Technically we had scaffolding holding up a thin layer of clear plexiglass, so you would see his feet interact with the water. Then with visual effects we removed what you could see of the scaffolding through the water.
I attended the Watchmen panel at this year’s New York Comic Con, and I remember you saying on stage that you would occasionally use panels from the comic as reference points for framing shots. We can see some of that in this episode, whether at Karnak or when Doctor Manhattan is killing Seventh Kavalry members in the same manner he killed the original Rorschach. But this episode echoes not just the images but the storytelling of the original comic, especially the Doctor Manhattan-focused chapters that span these different moments across time and space. That climaxes here in the scene when Jon is talking to Will and Angela at once, 10 years apart. How challenging was it to adapt that time-displaced storytelling for the screen?
That was definitely really challenging in terms of how to create the transitions so it felt like what he just said in one scene was literally being heard by the other actor in the next scene. First of all it was performance, and then really focusing on making sure that it felt like, when we cut, we would be cutting back to Will but instead it’s Angela in this point. Like with the other match cuts, I filmed it as if it was a continuous move to the other character. It was very concretely planned and designed that way.

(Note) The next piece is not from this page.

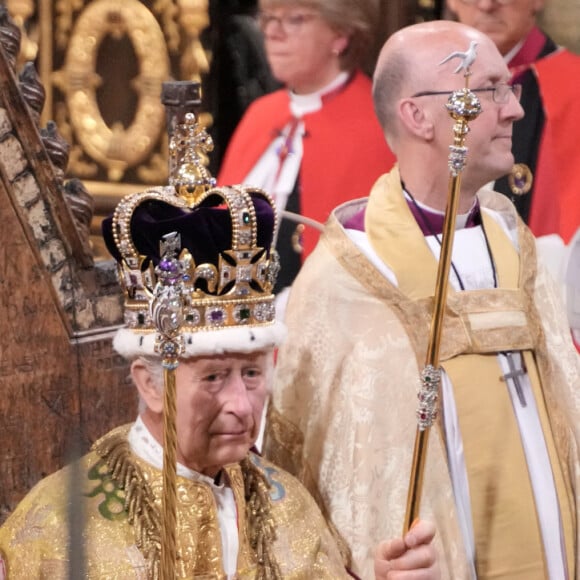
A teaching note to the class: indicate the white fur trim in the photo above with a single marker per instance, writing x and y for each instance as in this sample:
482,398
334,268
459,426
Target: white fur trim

That conversation reminded me of one of the key tenets of the Watchmen comic, which was imagining if superheroes actually existed in the real world and how their powers and tactics might be applied to real-life situations. Here in this episode you guys came up with another example of what superpowers could do in real life: How about connecting a broken family across generations?
Exactly. Isn’t that gorgeous?
Speaking of time-displaced storytelling, what parallels do you see between this episode and the flashback episode to Will’s life as Hooded Justice, directed by Stephen Williams?

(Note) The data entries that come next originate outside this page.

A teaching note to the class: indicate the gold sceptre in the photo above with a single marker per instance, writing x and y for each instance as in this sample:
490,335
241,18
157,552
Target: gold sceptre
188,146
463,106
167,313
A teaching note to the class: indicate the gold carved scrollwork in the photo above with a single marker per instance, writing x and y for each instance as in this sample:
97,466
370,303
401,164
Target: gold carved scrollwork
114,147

Honestly I wasn’t comparing them. Six was always to me a stand-alone episode in terms of those long single takes. It’s interesting that I feel the connection more concretely as a viewer now, I feel the echoes. But I have to say it’s very unconscious, except that we had these guiding principles to the show as a whole. The scene that really struck me is in this episode when Angela kills all the Seventh Kavalry guys. When I finally saw episode 6, there was just an effect of seeing it as a viewer with this distance, I was like ‘oh my gosh.’ When she goes out and kills all those people, and it feels awful doing that and filming it even if they’re bad guys, I felt concretely the echo to where Will does that with the KKK guys. I know that was totally deliberate on Damon and Jeff’s part. Things hit at different parts. When you’re filming it you’re focused not just on the story, but preoccupied by how to do it. The big picture themes have been a real delight to watch at a distance, to see how thoroughly those are all arising. I know that’s what Damon and the writers are doing.